In conclusion, I would just say that my 85 days in prison were tempered by the letters I received from friends and supporters throughout the country, and indeed the world. Some of the letters that touched me most were those from journalists and writers overseas, many of whom have always looked to America as a beacon of press freedom. Those writers simply could not understand how a reporter doing her job — much less a reporter who had never written wrote an article on this story — could be imprisoned for keeping her word. Foreigners and Americans alike have been startled and disappointed at the seeming contradiction between our great tradition of a free press and jailing a reporter who was trying to protect a source so that she could continue publishing, as my paper would say, “all the news that’s fit to print.”
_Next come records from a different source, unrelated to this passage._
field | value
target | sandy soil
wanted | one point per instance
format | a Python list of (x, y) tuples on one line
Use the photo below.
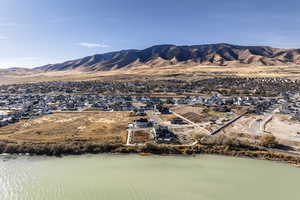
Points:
[(284, 129), (61, 127)]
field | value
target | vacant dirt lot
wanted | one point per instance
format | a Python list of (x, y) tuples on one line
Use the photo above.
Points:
[(284, 129), (98, 127)]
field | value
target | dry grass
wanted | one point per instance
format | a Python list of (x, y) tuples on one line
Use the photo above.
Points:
[(140, 137), (67, 127), (165, 72), (167, 117)]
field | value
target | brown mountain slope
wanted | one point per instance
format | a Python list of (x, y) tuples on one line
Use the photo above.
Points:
[(163, 55)]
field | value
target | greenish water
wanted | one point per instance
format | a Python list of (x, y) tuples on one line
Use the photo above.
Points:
[(111, 177)]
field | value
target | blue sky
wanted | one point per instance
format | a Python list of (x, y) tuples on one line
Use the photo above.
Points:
[(38, 32)]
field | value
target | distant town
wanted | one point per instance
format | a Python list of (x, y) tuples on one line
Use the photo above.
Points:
[(164, 111)]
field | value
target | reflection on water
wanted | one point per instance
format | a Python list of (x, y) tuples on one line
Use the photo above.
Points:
[(144, 178)]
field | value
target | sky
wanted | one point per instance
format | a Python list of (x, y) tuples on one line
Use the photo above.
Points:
[(38, 32)]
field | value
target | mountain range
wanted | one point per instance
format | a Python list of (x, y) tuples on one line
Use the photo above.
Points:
[(162, 55)]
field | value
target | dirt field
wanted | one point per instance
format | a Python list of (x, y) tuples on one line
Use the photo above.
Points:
[(140, 136), (66, 127), (284, 129)]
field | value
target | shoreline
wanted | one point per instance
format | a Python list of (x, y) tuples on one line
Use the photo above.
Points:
[(58, 150)]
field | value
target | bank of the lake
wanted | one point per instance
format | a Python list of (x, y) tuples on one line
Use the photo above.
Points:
[(108, 176), (241, 150)]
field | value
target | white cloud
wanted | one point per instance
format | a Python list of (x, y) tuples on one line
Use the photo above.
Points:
[(92, 45)]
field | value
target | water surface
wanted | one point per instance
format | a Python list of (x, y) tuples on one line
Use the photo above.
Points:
[(133, 177)]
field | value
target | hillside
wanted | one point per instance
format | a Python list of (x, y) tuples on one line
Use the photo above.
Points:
[(164, 55)]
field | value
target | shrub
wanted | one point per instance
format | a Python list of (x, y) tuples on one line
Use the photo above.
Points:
[(269, 141)]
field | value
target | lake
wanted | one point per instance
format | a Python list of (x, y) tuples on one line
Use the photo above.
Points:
[(134, 177)]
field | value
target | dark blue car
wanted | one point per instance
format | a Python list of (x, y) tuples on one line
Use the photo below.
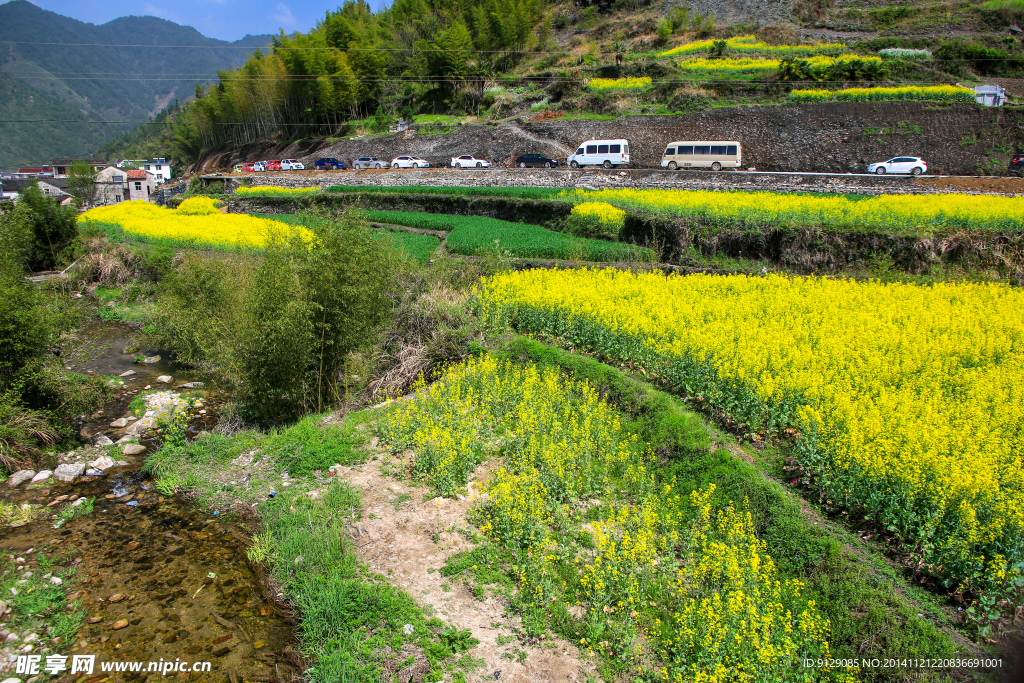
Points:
[(328, 164)]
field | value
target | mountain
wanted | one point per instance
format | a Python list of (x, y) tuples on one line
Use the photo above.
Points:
[(61, 79)]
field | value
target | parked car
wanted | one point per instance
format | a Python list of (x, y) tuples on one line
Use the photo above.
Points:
[(609, 154), (410, 162), (369, 162), (912, 165), (1017, 163), (536, 161), (328, 164), (469, 161)]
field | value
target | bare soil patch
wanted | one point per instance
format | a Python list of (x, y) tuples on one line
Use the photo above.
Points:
[(408, 540)]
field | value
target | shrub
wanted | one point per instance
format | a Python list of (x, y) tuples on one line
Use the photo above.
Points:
[(596, 219), (905, 53), (951, 93), (198, 206), (280, 329)]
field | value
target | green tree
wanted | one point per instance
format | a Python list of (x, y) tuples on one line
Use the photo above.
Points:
[(52, 227), (82, 182)]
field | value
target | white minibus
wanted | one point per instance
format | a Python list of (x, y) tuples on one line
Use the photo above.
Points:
[(715, 155), (600, 153)]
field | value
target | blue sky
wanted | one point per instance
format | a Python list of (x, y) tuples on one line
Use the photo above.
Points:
[(226, 19)]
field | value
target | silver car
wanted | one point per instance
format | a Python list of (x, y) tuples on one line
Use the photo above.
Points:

In jail, I had to draft some standards that I felt would help me and perhaps other journalists determine when, and under what circumstances, we could conclude whether a source was truly willing to let a reporter identify him or her and testify before a grand jury. But I would hope that you will act to prevent other journalists from having to conduct such metaphysical debates about free will and what constitutes a source’s waiver of confidentiality while in jail.
What has been missed in much of the furor over my case, paraphrasing Paul Levinson, a Fordham University professor, is that the recent hand-wringing should not prevent us from recognizing the most enduring truth: reporters, even flawed reporters, should not be jailed for protecting even flawed sources. When the dust clears, I hope that journalists and newsrooms will be emboldened, not confused or angered by what I have done. And I hope that you will help ensure that no other reporter will have to choose between doing her small bit to protect the First Amendment and her liberty.
There you have it. The most remarkable observation is that Miller seems to have no idea what the current Free Flow of Information Act seeks to protect. Were it to have been passed into law two years ago, Miller and Matthew Cooper still would have been given subpoenas and threatened with contempt charges. But, it seems, Miller enjoys spouting out imagined just-causes [going to war with a nation with WMDs, reporters as unconditionally supra-legal protectors of their sources] than the facts of the matter. That, more than anything else, will have a ‘chilling effect’ on the functioning of our democracy.